Security super-guru Bruce Schneier has ridiculed Microsoft's controversial idea that software could be patched using 'worm-like' programs.
Last week, researchers at Microsoft's UK lab in Cambridge said they planned to present the idea of using patching that mimicked the 'self-replicating' behaviour of computer worms to the IEEE’s Infocom conference in April.
According to Microsoft, the advantage of such a design would be speed and resilience. In an age of zero-day attacks, such an idea could offer benefits.
Now BT Counterpane CTO Schneier has become the latest and best-known expert to point out the concept's flaws in no uncertain terms. "Patching other people's machines without annoying them is good; patching other people's machines without their consent is not," he said in his much-read blog.
"Viral propagation mechanisms are inherently bad, and giving them beneficial payloads doesn't make things better. A worm is no tool for any rational network administrator, regardless of intent."
For Schneier, the key issue is not whether such a program would be effective as a patching tool, but whether it would have the user's full consent. "A successful worm, on the other hand, runs without the consent of the user. It has a small amount of code, and once it starts to spread, it is self-propagating, and will keep going automatically until it's halted."
Microsoft's researchers have hit back at some of the criticism, claiming it misunderstands what is being proposed.

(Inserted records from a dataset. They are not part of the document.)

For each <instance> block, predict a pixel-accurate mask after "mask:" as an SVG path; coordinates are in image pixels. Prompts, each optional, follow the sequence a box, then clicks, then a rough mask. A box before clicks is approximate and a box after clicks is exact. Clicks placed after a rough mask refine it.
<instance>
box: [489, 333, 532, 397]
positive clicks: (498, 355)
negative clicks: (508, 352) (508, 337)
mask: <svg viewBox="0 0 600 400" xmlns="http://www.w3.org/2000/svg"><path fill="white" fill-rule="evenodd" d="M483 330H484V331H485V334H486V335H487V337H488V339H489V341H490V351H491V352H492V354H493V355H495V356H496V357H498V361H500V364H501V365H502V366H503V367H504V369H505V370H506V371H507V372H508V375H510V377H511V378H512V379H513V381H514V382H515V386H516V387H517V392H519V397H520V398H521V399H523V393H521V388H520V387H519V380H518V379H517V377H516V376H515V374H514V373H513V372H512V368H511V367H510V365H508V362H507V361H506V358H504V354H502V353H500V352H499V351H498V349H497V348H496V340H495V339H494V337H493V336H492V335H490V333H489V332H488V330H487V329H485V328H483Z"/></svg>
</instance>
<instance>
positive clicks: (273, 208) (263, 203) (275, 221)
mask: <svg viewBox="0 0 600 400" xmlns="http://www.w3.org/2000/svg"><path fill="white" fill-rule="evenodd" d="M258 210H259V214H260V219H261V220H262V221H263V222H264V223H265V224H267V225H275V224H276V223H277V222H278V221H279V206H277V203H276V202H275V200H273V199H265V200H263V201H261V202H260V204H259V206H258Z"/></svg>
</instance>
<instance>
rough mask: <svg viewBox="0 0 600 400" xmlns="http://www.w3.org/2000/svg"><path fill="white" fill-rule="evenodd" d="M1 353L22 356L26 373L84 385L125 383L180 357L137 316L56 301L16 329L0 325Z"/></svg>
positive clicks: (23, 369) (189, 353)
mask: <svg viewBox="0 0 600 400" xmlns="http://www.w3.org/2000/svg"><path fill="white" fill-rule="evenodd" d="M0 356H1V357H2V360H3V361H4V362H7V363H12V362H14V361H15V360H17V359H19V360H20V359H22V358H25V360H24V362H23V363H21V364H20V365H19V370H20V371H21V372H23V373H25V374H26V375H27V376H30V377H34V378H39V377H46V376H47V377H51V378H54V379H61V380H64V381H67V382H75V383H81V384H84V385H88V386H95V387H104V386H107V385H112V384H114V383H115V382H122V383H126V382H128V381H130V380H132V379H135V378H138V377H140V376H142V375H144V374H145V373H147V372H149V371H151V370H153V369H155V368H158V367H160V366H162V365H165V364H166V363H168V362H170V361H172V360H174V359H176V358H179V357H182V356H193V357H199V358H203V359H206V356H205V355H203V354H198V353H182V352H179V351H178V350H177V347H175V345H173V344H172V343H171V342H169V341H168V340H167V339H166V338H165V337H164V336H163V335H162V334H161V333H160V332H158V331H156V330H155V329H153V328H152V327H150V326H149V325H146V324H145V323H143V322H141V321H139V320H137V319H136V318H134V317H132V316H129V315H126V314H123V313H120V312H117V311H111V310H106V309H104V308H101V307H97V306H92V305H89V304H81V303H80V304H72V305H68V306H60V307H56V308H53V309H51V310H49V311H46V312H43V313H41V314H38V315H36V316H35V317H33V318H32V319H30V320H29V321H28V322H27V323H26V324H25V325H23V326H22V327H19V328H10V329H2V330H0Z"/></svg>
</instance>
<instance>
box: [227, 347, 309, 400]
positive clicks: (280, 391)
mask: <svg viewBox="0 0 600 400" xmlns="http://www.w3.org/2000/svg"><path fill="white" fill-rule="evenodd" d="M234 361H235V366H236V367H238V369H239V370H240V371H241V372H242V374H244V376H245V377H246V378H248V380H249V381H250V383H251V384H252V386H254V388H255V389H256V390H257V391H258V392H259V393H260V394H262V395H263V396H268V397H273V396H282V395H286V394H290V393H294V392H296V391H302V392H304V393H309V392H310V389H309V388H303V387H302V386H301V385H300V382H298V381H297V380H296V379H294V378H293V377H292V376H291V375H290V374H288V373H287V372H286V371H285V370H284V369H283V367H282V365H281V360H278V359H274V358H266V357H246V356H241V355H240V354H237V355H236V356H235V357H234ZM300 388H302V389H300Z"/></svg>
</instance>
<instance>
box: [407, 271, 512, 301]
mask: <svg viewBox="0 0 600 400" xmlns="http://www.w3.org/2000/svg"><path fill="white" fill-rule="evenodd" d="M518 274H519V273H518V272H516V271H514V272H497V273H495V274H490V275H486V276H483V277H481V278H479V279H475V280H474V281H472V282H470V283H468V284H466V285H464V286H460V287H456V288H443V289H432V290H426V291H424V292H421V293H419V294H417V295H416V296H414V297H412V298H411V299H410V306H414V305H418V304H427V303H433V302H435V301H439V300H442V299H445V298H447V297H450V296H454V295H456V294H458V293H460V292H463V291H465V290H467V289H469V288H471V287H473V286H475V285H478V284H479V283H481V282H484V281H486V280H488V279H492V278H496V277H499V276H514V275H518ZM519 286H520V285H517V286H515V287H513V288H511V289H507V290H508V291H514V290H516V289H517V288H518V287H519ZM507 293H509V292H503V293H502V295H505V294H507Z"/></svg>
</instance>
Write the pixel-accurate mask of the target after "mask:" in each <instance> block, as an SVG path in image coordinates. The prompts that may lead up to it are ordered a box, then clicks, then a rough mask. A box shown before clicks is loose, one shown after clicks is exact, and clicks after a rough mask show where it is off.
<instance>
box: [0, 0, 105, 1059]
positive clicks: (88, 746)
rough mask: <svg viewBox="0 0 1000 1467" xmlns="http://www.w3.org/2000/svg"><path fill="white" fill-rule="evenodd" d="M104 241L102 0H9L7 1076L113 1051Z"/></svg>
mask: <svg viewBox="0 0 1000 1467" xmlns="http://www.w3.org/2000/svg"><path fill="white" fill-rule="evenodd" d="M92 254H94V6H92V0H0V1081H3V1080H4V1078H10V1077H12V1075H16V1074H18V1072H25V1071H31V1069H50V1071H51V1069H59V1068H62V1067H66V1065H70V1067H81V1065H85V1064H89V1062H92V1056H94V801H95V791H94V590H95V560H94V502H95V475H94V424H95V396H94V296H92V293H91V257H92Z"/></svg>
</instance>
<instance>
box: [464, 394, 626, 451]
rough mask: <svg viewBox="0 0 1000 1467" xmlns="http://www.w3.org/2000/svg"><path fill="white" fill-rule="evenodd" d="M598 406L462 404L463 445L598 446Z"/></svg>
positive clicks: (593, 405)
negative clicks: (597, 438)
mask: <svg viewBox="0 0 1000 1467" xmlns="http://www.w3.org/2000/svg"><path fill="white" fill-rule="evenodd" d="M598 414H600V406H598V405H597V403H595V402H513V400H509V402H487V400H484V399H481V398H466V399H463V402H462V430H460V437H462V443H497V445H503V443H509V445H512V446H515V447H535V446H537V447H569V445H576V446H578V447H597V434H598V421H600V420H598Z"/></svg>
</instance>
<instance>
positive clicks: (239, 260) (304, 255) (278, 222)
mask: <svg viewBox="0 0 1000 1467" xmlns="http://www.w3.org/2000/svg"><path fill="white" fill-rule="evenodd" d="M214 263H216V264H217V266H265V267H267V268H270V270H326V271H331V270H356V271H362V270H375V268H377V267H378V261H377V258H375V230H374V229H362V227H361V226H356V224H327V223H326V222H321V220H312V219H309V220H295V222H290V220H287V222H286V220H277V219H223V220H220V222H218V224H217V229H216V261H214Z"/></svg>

"My focus is fundamental research on improving the efficiency of data distribution of all types across networks, and isn't limited to certain scenarios or types of data but investigating underlying networking techniques," lead-researcher Milan Vojnovic was quoted as saying in a response to ZDNet UK.
It should also be pointed out that the worm-patching concept is just that - Microsoft has said that it has no plans to start using it in live products.
Microsoft made the paper outlining the idea available in July 2007, and this can be read in all its controversial glory [PDF] on the Microsoft website.